Christmas in the classroom

Christmas in the classroom

Posted: Updated:
OKLAHOMA CITY -

A new bill gives teachers the power to say Merry Christmas without the fear of a lawsuit.

Second grader, Holly Standridge, is in the Christmas spirit. Her favorite thing to say over the holiday season, "Merry Christmas!!!!"

But not everybody is as comfortable saying those two words.

"It's very disturbing when you hear an undercurrent of people that aren't comfortable talking about it. They want to say happy holidays," said Holly's father Rob Standridge, who is also a state senator. 

A new bill could change that.

"Oklahoma we declare it is ok in the school houses to say Merry Christmas and Happy Hanukkah," said Representative Ken Walker. 

Walker is co-authoring the "Merry Christmas bill."

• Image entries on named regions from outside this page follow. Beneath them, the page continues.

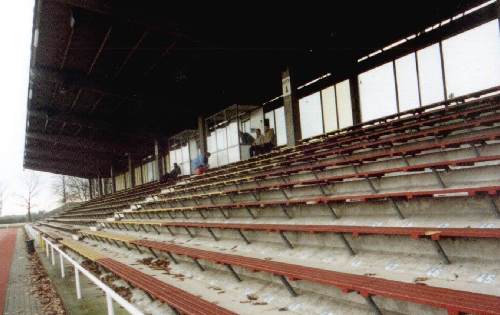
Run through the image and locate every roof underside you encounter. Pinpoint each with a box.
[24,0,496,177]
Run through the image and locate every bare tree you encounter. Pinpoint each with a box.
[53,175,90,203]
[20,171,40,222]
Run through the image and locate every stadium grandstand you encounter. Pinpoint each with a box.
[14,0,500,315]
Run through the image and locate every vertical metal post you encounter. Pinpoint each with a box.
[128,153,135,188]
[59,253,65,278]
[439,41,448,101]
[109,164,116,193]
[414,52,422,107]
[392,60,401,113]
[75,266,82,300]
[281,69,301,147]
[106,292,115,315]
[50,246,56,266]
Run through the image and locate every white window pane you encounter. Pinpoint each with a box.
[241,120,251,133]
[175,148,183,163]
[227,121,239,147]
[335,80,353,129]
[189,139,200,160]
[179,162,191,175]
[207,132,217,153]
[299,92,323,139]
[181,144,189,162]
[274,106,286,145]
[264,111,276,130]
[443,19,500,97]
[216,128,227,150]
[396,53,419,112]
[358,62,398,121]
[208,153,219,168]
[227,146,240,163]
[217,150,229,166]
[417,44,444,105]
[321,85,338,132]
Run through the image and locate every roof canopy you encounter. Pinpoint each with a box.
[24,0,496,177]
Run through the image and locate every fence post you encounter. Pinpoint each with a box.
[50,245,56,266]
[59,253,64,278]
[106,292,115,315]
[75,265,82,300]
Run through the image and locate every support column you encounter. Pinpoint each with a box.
[128,153,135,188]
[198,116,207,154]
[155,139,163,180]
[109,164,116,193]
[88,178,94,199]
[349,75,361,125]
[281,68,301,147]
[97,177,104,197]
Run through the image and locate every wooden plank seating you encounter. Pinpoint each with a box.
[102,220,500,240]
[119,186,500,219]
[33,225,62,242]
[61,239,236,315]
[301,86,500,145]
[146,155,500,206]
[111,240,500,314]
[61,238,105,261]
[80,230,136,244]
[97,258,236,315]
[47,217,96,225]
[39,222,80,233]
[181,87,498,188]
[101,220,500,264]
[162,130,500,196]
[175,99,499,185]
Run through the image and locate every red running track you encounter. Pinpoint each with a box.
[0,229,17,314]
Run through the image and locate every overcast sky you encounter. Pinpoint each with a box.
[0,0,57,215]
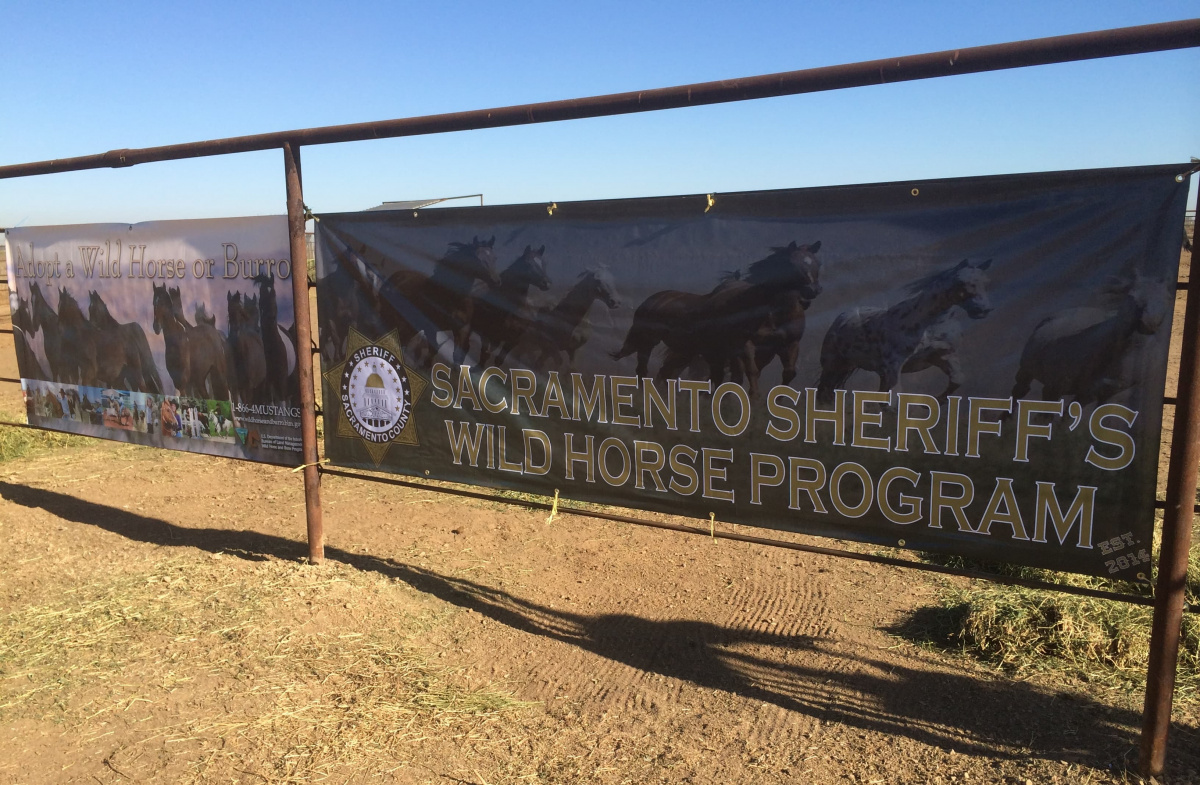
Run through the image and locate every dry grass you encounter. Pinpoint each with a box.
[0,555,522,781]
[0,409,84,462]
[905,532,1200,707]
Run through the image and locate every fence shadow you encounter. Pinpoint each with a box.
[0,481,1200,769]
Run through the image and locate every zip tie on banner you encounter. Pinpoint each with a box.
[1175,156,1200,182]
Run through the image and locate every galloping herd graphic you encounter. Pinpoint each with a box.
[13,275,295,405]
[320,231,1170,406]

The measure would allow schools to celebrate Christmas or Hanukkah and use religious-based imagery in the classroom.

"They have the right to express their core beliefs and celebrate winter traditions without the fear of lawsuit retribution or reprisal," said Walker.

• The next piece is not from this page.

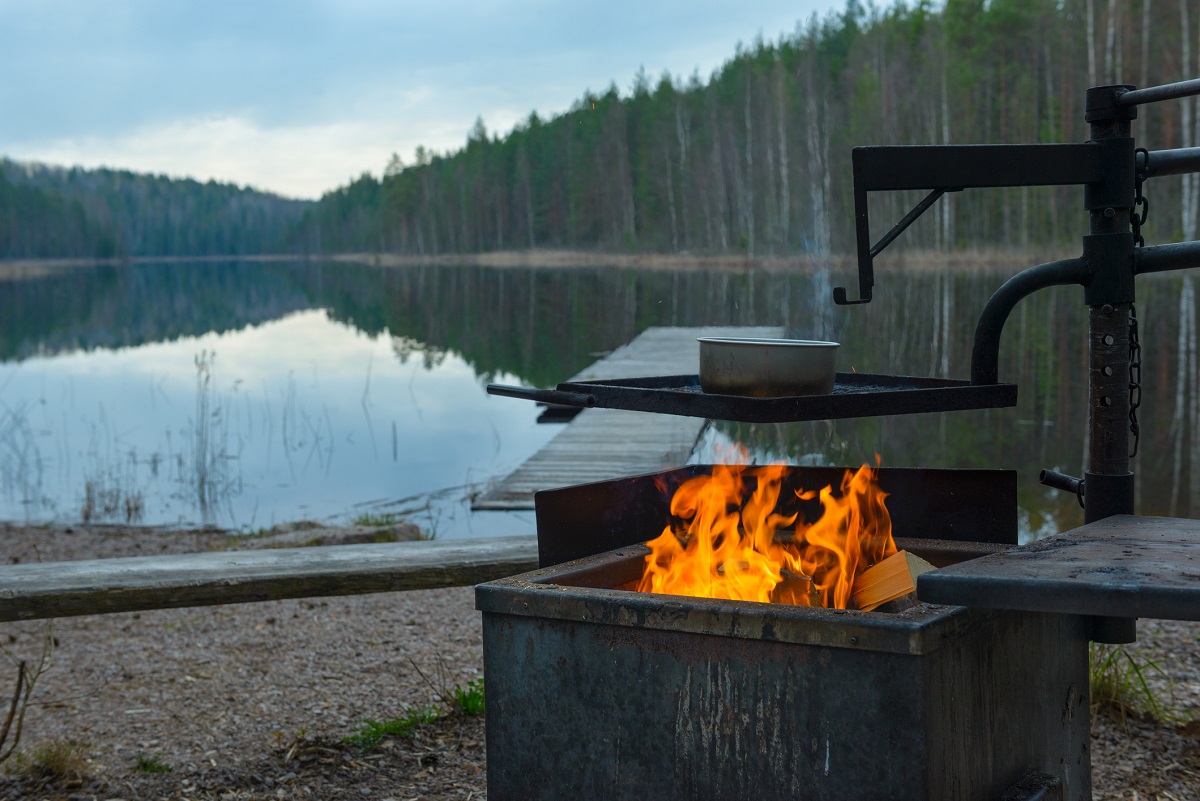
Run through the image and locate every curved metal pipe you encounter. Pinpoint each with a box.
[971,258,1090,384]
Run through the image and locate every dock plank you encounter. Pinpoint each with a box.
[472,326,784,511]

Not everyone is on board with the bill. Red McCall is the president of the Oklahoma Atheists. He said religion does not belong in the classroom.

"The establishment clause of the first amendment is basically saying that government has no business saying any religion has precedent over another one. You're just better to have an even playing field and having a secular environment is best for that." 

Rob just wants his little ones to be able to share their traditions, "We can change all the names we want but at the end of the day it's still Christmas."

We reached out to Oklahoma City, Edmond and Mid-Del schools. All said they do not comment on potential legislation. State Superintendent Janet Barresi was not available for an interview but a spokesperson with her office says the superintendent supports teachers and students saying "Merry Christmas."